A Doctor Asked How To Save A Centaur And The Replies Are Wild
For that emergency centaur cardiac-arrest situation... right?
Every few weeks something happens on Twitter that makes me question why I choose to take part in the Internet.
This morning, I found the latest 'something', and I can't stop thinking about it...
Just for some history on this: Twitter's obsession with centaurs is nothing new -- see below for the classic brain teaser on centaur pants-wearing practice.
Obviously, the correct way for a centaur to wear pants is the top left. They're all legs. They all go in the pants.
But this now-viral tweet from Fred Wu, MD, aptly calling out #medtwitter for an answer, has actually made me rethink why I choose to engage with the Internet on any level:
How do you attach defibrillator pads to a centaur?
Surely it's the chest on the human half of the body right...?
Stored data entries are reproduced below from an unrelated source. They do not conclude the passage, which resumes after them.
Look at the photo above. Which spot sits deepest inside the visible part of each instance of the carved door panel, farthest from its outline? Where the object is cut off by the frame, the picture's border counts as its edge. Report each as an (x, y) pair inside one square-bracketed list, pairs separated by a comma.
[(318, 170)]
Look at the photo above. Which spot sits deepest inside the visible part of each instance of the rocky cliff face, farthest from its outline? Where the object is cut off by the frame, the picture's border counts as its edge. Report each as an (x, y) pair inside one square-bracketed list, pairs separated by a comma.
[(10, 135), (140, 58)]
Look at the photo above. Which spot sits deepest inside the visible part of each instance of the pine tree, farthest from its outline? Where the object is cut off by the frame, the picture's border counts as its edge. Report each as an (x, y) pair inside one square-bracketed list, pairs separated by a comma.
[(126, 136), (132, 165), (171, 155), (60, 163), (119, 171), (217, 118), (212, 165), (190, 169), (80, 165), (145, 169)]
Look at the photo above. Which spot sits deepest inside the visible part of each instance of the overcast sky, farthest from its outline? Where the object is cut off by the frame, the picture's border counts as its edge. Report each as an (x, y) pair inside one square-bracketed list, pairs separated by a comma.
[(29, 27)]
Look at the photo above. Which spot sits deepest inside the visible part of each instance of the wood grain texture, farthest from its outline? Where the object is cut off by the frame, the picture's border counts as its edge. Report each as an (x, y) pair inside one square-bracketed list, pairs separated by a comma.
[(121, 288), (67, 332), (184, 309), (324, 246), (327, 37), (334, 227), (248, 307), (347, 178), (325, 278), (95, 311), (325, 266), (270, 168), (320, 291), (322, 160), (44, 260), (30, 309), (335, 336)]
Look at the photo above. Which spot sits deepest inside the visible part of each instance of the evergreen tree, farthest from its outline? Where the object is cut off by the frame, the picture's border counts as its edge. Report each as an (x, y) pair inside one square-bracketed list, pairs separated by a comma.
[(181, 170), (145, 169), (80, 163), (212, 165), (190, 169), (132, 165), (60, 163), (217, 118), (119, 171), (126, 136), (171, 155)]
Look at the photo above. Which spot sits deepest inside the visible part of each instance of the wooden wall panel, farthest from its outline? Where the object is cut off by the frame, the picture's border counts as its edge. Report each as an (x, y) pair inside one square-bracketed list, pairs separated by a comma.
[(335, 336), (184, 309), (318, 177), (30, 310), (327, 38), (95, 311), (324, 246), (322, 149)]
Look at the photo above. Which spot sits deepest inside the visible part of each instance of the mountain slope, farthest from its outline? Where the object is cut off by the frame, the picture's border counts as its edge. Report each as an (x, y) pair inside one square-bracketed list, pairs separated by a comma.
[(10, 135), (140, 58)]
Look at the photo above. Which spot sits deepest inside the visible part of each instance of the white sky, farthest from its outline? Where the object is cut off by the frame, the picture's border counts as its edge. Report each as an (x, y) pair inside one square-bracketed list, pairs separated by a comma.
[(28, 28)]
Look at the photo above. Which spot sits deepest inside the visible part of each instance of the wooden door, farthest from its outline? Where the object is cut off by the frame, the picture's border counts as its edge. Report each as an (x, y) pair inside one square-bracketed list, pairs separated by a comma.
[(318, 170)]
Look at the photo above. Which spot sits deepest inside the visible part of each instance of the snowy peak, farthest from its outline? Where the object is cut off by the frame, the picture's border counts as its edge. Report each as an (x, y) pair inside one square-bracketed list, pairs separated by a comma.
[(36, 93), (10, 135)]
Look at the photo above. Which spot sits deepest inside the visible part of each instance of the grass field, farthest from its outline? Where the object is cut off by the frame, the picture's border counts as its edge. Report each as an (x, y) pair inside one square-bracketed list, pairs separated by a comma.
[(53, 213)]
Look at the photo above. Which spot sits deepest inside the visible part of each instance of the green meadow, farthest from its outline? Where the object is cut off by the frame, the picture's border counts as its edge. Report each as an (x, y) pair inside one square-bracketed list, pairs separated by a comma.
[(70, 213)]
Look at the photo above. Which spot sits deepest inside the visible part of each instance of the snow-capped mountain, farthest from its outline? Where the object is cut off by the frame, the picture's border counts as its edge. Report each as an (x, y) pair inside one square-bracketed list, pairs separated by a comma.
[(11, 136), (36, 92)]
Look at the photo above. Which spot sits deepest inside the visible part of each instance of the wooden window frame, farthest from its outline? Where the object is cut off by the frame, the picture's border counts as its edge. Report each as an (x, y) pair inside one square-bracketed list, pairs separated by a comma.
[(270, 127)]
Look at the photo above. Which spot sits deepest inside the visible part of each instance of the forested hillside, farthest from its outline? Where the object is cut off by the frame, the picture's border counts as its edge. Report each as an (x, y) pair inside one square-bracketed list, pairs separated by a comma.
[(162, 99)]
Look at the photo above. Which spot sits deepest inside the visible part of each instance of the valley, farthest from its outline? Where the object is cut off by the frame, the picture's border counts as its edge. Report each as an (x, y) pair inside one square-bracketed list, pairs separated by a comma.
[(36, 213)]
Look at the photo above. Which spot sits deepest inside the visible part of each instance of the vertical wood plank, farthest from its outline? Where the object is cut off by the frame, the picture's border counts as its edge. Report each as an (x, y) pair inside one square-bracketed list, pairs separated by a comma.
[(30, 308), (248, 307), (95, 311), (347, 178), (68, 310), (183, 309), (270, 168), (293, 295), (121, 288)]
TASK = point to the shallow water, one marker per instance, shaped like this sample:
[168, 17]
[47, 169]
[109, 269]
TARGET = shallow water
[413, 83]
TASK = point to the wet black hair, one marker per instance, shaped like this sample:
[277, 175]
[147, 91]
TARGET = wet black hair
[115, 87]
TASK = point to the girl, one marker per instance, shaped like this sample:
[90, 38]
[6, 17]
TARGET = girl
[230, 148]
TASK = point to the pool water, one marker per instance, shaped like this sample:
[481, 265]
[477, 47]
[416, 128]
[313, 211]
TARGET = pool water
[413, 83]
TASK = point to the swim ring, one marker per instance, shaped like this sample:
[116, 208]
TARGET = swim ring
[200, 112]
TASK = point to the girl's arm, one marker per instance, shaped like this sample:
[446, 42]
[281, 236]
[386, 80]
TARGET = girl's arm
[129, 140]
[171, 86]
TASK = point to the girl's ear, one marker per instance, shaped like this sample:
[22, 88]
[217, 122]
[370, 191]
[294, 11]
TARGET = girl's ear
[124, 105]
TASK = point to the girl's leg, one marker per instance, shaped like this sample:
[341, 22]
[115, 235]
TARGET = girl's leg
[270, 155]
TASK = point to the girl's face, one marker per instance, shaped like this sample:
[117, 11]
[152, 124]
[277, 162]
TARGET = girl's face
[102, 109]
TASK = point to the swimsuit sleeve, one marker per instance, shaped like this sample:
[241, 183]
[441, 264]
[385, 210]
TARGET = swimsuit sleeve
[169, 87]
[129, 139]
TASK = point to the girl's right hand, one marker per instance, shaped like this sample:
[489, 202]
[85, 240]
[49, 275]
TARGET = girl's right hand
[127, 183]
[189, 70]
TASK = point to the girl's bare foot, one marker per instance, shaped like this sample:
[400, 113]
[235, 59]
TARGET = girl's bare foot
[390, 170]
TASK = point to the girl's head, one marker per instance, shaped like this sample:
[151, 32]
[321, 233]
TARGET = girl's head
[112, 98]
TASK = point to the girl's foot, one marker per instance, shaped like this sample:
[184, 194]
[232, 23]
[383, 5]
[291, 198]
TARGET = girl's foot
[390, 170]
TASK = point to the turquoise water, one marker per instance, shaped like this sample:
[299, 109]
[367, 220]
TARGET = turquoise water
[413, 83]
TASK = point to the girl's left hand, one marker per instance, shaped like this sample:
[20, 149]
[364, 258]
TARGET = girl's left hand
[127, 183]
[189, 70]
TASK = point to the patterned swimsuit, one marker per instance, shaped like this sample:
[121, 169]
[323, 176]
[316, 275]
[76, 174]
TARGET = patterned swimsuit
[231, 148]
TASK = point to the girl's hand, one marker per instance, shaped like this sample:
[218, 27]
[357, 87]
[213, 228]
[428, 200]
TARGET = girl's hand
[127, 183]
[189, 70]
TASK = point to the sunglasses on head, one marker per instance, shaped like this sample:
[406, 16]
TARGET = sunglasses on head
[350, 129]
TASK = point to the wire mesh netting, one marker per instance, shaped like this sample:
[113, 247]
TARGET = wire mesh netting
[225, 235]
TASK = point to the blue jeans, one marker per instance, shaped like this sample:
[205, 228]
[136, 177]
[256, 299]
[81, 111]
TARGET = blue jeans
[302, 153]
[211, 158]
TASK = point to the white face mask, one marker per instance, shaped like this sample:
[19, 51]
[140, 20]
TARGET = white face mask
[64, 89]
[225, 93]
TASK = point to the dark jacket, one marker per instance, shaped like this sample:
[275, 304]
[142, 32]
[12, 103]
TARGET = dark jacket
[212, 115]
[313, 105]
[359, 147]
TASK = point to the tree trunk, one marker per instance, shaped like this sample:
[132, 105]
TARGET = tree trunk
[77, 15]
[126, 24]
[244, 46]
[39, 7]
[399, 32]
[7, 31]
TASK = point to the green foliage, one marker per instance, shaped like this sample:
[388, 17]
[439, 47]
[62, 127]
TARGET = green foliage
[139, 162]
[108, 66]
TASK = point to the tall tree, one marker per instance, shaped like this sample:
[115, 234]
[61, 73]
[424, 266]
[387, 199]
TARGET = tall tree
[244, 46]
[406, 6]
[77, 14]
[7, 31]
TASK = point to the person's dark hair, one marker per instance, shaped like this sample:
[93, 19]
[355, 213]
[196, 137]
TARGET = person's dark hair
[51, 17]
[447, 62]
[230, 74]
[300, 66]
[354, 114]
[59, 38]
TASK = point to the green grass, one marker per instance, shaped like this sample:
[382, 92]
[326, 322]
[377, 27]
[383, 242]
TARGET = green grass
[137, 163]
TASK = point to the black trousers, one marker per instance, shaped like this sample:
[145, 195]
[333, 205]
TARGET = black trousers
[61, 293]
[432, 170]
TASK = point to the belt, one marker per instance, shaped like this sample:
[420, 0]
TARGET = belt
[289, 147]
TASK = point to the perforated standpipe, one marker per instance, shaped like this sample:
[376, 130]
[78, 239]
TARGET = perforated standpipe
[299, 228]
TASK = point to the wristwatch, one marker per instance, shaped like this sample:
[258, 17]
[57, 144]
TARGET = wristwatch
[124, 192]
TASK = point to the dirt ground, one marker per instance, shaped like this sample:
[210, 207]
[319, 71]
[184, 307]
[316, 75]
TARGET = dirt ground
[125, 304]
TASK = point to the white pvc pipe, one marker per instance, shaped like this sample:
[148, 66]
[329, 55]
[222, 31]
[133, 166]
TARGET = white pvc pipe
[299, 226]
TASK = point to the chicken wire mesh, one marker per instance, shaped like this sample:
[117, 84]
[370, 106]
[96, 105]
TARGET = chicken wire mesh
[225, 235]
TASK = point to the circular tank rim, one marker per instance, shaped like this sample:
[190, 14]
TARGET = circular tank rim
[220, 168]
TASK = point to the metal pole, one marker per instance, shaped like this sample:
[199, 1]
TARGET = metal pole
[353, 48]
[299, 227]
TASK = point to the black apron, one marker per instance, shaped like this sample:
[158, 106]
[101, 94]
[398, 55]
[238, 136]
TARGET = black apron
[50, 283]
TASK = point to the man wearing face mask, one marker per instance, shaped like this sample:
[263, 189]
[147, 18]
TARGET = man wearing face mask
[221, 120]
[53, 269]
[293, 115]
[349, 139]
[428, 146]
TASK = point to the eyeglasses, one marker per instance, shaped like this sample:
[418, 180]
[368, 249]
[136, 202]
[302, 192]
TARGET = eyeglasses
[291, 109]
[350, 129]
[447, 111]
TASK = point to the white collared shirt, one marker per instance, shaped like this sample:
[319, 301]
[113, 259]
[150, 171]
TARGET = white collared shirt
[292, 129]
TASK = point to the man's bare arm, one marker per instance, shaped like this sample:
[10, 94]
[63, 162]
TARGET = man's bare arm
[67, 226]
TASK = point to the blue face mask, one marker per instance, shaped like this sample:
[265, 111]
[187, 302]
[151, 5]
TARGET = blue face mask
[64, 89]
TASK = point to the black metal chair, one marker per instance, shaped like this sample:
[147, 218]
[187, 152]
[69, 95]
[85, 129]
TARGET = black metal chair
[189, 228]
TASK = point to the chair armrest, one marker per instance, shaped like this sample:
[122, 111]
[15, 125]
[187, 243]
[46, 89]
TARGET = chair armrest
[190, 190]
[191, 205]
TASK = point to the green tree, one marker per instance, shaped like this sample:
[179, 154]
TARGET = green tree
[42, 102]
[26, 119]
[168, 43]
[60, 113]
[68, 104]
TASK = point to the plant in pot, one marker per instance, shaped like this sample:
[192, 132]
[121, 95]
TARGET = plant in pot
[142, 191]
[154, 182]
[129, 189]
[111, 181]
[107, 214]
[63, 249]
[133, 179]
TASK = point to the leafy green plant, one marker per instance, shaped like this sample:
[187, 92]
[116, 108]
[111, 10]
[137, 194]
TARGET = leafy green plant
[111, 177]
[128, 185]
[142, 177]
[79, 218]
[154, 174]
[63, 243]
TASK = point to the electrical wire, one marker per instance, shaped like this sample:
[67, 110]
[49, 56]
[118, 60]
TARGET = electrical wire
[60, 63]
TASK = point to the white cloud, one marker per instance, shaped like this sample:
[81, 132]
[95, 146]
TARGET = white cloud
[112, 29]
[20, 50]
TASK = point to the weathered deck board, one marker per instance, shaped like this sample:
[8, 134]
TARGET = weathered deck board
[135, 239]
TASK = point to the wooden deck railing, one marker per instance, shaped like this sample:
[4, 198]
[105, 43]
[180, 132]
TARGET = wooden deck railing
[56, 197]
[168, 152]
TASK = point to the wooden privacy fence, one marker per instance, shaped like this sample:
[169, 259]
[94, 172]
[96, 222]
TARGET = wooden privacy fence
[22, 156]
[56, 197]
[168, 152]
But then what is in the horse section of the body? Is it empty? Are there other organs? Like is there a double up on the liver? Are centaurs able to be heavyweight drinkers? Does the bladder in the human bit connect to the bladder in the horse bit? What about pooping? Is the horse portion just all tubes leading to the exit?
HOW DOES IT ALL WORK?
Well, apparently people with medical degrees have some thoughts:
People are really taking this conundrum seriously with numbers and letters about medical stuff and questions of how many lungs they have, I just can't keep up.
THERE'S EVEN A DIAGRAM:
Fred Wu also prompted questions about how to resuscitate other mythical creatures, like how to give Medusa mouth-to-mouth.
Anyway, I'm off to sit in a bunker with a good book.